WASHINGTON — After a failed test in February, the U.S. Missile Defense Agency and the Army successfully intercepted a target in an Oct. 1 test using a Patriot air and missile defense system as well as a Terminal High Altitude Area Defense, or THAAD, system integrated together, according to an MDA statement.

In the test at White Sands Missile Range, New Mexico, the THAAD AN/TPY-2 radar detected and tracked a Black Dagger target missile and provided that information to the Patriot system. The Patriot launch system deployed a Patriot Advanced Capability-3 Missile Segment Enhancement missile and destroyed the target.

In February, the AN/TPY-2 detected and tracked a Black Dagger and supplied the information to the Patriot system, but the missile missed the target “due to an interceptor software upgrade error,” according to the MDA statement.

The error “has since been corrected, as demonstrated by today’s successful intercept,” the statement noted.

The success of the test "validates the interoperability of the Patriot and THAAD weapon systems,” MDA Director Vice Adm. Jon Hill said in the statement. “This capability is vital to the Ballistic Missile Defense System to defend against rogue threats to our homeland, deployed forces and allies.”

“We’re proud to support the Missile Defense Agency and U.S. Army Program Executive Office Missiles and Space to provide this vital capability within the Ballistic Missile Defense System,” Scott Arnold, Lockheed Martin vice president of integrated missile defense in the company’s Missiles and Fire Control business, said in statement. Lockheed Martin manufactures the THAAD weapon system.

The missile tests this year meet a congressional requirement for the Army and the MDA to test integration and interoperability of the THAAD and Patriot weapon systems annually.

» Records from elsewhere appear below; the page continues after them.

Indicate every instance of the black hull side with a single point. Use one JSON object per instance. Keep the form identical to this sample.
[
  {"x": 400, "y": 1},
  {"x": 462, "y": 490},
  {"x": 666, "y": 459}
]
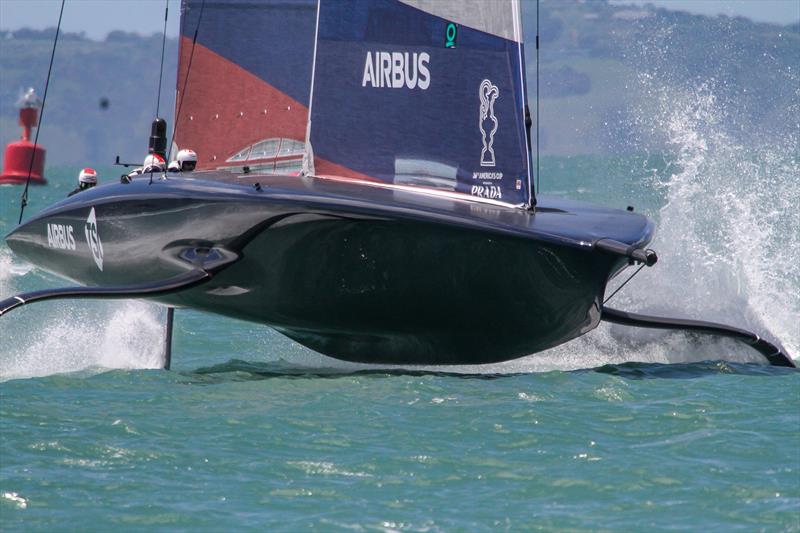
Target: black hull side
[
  {"x": 383, "y": 291},
  {"x": 360, "y": 281}
]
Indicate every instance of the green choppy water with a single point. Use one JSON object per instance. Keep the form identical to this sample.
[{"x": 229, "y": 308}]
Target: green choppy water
[{"x": 251, "y": 431}]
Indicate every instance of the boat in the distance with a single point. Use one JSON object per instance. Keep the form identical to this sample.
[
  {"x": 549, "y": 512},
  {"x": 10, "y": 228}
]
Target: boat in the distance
[{"x": 364, "y": 186}]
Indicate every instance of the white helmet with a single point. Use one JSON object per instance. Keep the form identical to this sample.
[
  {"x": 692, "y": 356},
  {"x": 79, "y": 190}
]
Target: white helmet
[
  {"x": 87, "y": 176},
  {"x": 187, "y": 159},
  {"x": 153, "y": 162}
]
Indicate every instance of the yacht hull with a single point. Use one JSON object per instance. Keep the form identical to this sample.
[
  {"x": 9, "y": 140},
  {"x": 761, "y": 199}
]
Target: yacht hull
[{"x": 394, "y": 277}]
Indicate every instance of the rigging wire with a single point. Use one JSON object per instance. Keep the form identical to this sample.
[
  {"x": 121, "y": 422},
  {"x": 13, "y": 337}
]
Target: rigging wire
[
  {"x": 185, "y": 82},
  {"x": 538, "y": 186},
  {"x": 24, "y": 199},
  {"x": 163, "y": 45}
]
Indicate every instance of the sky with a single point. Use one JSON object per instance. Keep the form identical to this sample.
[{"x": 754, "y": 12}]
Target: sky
[{"x": 98, "y": 17}]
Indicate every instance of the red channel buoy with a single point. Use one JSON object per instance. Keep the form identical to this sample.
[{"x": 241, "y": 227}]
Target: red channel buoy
[{"x": 18, "y": 155}]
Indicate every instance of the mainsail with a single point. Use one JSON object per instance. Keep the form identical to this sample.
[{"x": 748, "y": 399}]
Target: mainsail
[
  {"x": 244, "y": 85},
  {"x": 421, "y": 93}
]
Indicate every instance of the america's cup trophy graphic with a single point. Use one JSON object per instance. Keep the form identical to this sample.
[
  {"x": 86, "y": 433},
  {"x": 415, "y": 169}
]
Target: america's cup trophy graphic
[{"x": 488, "y": 93}]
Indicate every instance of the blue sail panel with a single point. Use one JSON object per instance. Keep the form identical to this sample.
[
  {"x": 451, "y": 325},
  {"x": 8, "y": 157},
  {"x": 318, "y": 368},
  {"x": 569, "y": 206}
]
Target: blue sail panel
[{"x": 406, "y": 96}]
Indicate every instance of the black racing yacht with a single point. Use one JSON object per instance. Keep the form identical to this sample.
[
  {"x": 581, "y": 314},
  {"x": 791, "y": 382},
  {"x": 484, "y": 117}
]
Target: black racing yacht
[{"x": 363, "y": 185}]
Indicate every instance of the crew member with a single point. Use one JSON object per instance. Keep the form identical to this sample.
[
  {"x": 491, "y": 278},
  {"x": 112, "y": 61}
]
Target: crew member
[
  {"x": 87, "y": 178},
  {"x": 152, "y": 163},
  {"x": 185, "y": 161}
]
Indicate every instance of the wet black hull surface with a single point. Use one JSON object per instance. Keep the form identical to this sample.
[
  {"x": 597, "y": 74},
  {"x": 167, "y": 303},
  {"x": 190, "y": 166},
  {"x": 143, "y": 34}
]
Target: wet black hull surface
[{"x": 398, "y": 278}]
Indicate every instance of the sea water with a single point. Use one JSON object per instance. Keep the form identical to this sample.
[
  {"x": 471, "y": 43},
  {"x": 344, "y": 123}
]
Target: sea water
[{"x": 621, "y": 429}]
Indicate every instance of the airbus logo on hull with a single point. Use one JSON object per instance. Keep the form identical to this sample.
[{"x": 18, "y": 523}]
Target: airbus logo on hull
[
  {"x": 396, "y": 70},
  {"x": 60, "y": 236}
]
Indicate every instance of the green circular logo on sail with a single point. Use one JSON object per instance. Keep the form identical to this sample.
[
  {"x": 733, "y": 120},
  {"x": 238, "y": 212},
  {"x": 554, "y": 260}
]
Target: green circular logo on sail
[{"x": 450, "y": 35}]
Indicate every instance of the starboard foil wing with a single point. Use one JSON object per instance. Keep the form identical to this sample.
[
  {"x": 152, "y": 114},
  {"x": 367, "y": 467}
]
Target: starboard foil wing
[{"x": 244, "y": 82}]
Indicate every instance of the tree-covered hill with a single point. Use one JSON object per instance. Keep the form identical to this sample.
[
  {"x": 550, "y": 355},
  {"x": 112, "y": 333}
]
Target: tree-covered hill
[
  {"x": 604, "y": 69},
  {"x": 124, "y": 69}
]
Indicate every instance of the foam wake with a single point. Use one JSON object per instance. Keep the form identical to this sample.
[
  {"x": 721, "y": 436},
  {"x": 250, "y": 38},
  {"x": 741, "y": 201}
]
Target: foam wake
[{"x": 69, "y": 336}]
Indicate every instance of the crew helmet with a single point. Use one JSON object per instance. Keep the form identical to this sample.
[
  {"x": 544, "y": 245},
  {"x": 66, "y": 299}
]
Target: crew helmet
[
  {"x": 153, "y": 162},
  {"x": 187, "y": 159},
  {"x": 87, "y": 176}
]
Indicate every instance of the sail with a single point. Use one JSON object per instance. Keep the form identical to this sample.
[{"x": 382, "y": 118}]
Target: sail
[
  {"x": 244, "y": 84},
  {"x": 426, "y": 93}
]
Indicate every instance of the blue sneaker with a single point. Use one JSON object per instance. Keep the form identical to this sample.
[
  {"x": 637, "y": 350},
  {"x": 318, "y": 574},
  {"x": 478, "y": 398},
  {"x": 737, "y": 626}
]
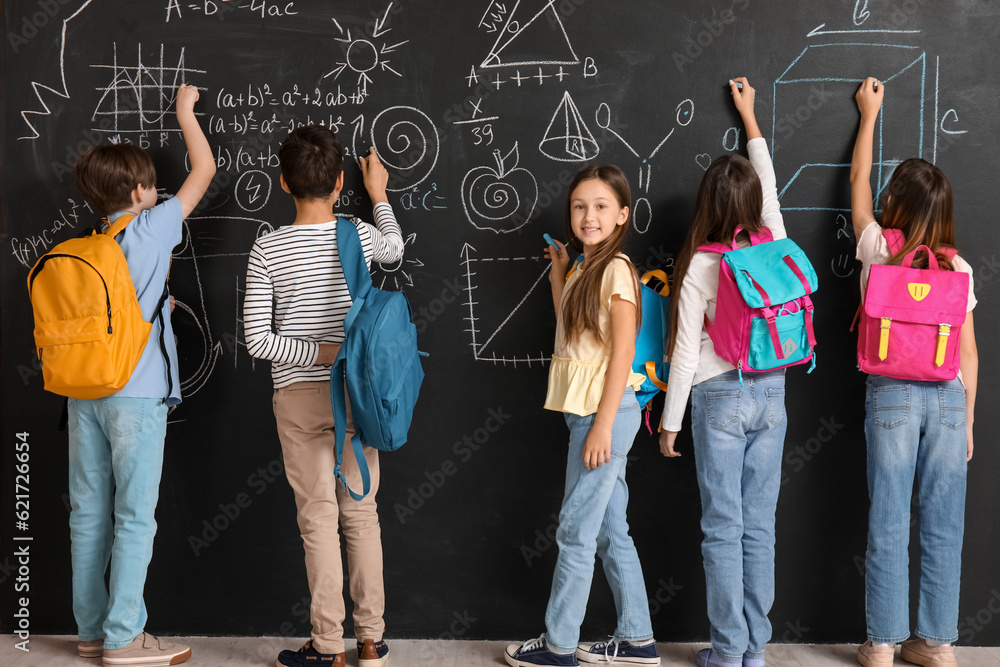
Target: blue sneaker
[
  {"x": 307, "y": 655},
  {"x": 618, "y": 652},
  {"x": 536, "y": 652},
  {"x": 372, "y": 653},
  {"x": 709, "y": 658}
]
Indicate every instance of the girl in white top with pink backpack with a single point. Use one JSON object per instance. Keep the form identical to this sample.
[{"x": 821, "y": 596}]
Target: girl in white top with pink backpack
[{"x": 916, "y": 334}]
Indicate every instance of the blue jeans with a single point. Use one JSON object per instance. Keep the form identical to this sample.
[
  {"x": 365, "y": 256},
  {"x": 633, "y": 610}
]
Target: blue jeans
[
  {"x": 739, "y": 435},
  {"x": 593, "y": 520},
  {"x": 115, "y": 459},
  {"x": 914, "y": 428}
]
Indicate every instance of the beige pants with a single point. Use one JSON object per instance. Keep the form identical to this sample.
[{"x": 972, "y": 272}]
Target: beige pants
[{"x": 305, "y": 428}]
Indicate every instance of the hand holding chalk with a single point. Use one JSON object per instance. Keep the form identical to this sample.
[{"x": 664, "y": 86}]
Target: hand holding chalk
[{"x": 869, "y": 98}]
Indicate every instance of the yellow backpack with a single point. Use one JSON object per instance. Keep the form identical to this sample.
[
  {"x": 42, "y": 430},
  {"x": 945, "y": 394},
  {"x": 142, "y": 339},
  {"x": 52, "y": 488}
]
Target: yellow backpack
[{"x": 89, "y": 329}]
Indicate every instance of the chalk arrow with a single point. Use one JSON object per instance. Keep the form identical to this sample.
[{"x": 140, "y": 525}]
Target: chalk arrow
[{"x": 380, "y": 28}]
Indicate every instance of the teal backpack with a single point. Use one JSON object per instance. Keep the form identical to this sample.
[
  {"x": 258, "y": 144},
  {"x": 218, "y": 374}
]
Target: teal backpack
[
  {"x": 378, "y": 358},
  {"x": 651, "y": 341}
]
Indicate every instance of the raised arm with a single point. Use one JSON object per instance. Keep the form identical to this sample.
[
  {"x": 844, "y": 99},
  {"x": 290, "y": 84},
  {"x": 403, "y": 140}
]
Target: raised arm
[
  {"x": 557, "y": 272},
  {"x": 200, "y": 153},
  {"x": 386, "y": 236},
  {"x": 759, "y": 157},
  {"x": 869, "y": 102}
]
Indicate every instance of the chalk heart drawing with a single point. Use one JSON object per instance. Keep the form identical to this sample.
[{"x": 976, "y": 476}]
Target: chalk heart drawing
[{"x": 500, "y": 199}]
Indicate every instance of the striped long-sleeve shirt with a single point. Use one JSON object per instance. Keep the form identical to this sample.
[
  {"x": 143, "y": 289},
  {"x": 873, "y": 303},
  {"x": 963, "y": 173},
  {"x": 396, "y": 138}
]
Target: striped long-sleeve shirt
[{"x": 297, "y": 296}]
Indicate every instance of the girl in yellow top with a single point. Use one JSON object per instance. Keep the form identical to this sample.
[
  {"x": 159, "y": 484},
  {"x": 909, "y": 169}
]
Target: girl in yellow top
[{"x": 592, "y": 383}]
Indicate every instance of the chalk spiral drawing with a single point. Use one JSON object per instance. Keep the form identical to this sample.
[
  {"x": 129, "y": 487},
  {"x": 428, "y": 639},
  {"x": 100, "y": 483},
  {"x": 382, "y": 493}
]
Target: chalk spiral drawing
[
  {"x": 407, "y": 144},
  {"x": 538, "y": 40},
  {"x": 479, "y": 350},
  {"x": 500, "y": 199},
  {"x": 567, "y": 138},
  {"x": 362, "y": 56}
]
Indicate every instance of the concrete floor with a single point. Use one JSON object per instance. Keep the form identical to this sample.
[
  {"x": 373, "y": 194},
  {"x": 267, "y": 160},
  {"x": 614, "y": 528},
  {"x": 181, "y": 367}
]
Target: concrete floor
[{"x": 60, "y": 651}]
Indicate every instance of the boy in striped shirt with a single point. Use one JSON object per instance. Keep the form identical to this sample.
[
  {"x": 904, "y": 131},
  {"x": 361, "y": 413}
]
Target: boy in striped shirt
[{"x": 296, "y": 299}]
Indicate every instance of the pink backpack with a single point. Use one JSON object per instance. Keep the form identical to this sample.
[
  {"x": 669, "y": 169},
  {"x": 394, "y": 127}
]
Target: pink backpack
[
  {"x": 911, "y": 318},
  {"x": 763, "y": 315}
]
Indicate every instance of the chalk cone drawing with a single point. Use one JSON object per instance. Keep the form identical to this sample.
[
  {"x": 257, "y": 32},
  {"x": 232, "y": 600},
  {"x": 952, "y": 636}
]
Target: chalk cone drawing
[
  {"x": 567, "y": 138},
  {"x": 500, "y": 199},
  {"x": 538, "y": 40}
]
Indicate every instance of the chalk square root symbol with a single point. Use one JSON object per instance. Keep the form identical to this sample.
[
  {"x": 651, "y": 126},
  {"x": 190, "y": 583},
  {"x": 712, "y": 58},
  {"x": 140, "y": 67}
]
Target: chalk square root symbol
[
  {"x": 819, "y": 85},
  {"x": 533, "y": 34}
]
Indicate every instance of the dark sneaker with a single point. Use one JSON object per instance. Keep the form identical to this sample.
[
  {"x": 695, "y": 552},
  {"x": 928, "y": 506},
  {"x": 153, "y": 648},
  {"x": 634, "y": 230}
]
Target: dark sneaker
[
  {"x": 618, "y": 652},
  {"x": 93, "y": 648},
  {"x": 147, "y": 651},
  {"x": 307, "y": 655},
  {"x": 372, "y": 653},
  {"x": 536, "y": 652}
]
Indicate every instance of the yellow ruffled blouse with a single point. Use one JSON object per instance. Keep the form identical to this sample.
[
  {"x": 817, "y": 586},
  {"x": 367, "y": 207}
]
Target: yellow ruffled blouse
[{"x": 576, "y": 376}]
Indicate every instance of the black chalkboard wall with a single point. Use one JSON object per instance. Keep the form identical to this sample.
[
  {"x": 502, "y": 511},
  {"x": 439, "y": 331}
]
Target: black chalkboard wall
[{"x": 483, "y": 110}]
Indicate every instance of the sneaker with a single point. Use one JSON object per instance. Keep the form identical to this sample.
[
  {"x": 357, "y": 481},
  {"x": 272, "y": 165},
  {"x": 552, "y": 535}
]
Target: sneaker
[
  {"x": 92, "y": 648},
  {"x": 917, "y": 651},
  {"x": 536, "y": 652},
  {"x": 875, "y": 656},
  {"x": 147, "y": 651},
  {"x": 618, "y": 652},
  {"x": 709, "y": 658},
  {"x": 307, "y": 655},
  {"x": 372, "y": 653}
]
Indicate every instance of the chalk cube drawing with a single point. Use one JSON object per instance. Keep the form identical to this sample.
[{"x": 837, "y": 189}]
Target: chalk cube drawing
[{"x": 815, "y": 120}]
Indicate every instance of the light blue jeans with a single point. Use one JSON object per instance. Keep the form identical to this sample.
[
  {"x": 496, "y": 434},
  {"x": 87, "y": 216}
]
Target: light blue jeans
[
  {"x": 115, "y": 459},
  {"x": 593, "y": 520},
  {"x": 914, "y": 429},
  {"x": 739, "y": 435}
]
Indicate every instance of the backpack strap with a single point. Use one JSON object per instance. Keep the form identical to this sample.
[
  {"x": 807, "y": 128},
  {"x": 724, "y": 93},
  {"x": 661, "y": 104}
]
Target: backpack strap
[
  {"x": 359, "y": 283},
  {"x": 113, "y": 230}
]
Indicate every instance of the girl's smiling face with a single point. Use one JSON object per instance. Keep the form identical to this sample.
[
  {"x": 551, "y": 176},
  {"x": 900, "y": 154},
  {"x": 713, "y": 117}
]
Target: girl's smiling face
[{"x": 595, "y": 212}]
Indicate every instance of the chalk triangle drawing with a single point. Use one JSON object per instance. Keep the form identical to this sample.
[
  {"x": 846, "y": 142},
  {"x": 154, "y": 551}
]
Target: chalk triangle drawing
[
  {"x": 567, "y": 138},
  {"x": 532, "y": 36}
]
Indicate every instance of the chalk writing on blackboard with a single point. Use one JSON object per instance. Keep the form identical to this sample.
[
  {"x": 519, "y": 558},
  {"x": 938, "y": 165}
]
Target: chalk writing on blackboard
[
  {"x": 406, "y": 141},
  {"x": 567, "y": 138},
  {"x": 488, "y": 351},
  {"x": 529, "y": 39},
  {"x": 500, "y": 199}
]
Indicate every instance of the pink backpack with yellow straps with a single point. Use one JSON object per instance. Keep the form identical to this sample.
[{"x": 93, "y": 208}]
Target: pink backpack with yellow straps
[{"x": 911, "y": 318}]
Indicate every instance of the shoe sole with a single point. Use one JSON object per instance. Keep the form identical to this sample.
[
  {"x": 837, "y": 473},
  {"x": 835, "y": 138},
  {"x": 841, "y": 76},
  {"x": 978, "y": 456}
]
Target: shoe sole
[
  {"x": 151, "y": 661},
  {"x": 927, "y": 661},
  {"x": 865, "y": 661},
  {"x": 591, "y": 659}
]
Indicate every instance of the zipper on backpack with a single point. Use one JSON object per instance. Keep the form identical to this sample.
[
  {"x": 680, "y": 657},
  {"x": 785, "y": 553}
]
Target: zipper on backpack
[
  {"x": 883, "y": 342},
  {"x": 944, "y": 330}
]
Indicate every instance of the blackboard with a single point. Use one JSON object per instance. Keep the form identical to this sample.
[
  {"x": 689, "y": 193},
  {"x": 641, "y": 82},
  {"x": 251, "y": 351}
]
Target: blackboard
[{"x": 483, "y": 110}]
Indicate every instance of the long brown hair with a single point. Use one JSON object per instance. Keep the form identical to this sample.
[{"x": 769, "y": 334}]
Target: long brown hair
[
  {"x": 730, "y": 196},
  {"x": 581, "y": 304},
  {"x": 920, "y": 204}
]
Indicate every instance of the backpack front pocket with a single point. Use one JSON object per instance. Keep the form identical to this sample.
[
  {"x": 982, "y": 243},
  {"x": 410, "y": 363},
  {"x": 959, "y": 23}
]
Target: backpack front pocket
[{"x": 793, "y": 338}]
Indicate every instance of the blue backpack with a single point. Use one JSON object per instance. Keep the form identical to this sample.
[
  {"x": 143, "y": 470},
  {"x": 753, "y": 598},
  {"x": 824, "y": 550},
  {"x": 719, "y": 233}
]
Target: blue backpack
[
  {"x": 651, "y": 340},
  {"x": 379, "y": 359}
]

Last year, the first-ever test of THAAD’s ability to remotely fire an interceptor was a success, a significant milestone in proving the ability to decouple launchers from radars and fire control systems.

The Army’s work to integrate the Patriot and THAAD systems was born out of an urgent operational need on the Korean Peninsula.

The effort uses some of the principles of decoupling launchers and radars so an operator, for instance, can use a THAAD radar — which can see farther than a Raytheon-made Patriot radar — but decide to engage a Patriot interceptor depending on the threat picture.

The ability to use the THAAD radar also gets more out of the Patriot Advanced Capability-3 Missile Segment Enhancement weapon fired from Patriot units, which outperforms the organic Patriot radar.

In another test last year at White Sands, a Patriot Advanced Capability-3 Cost Reduction Initiative interceptor took out an air-breathing threat at a record distance. That test also showed it can be integrated into the Northrop Grumman-made Integrated Air and Missile Defense Battle Command System, which is the command-and-control system of the Army’s future air and missile defense architecture.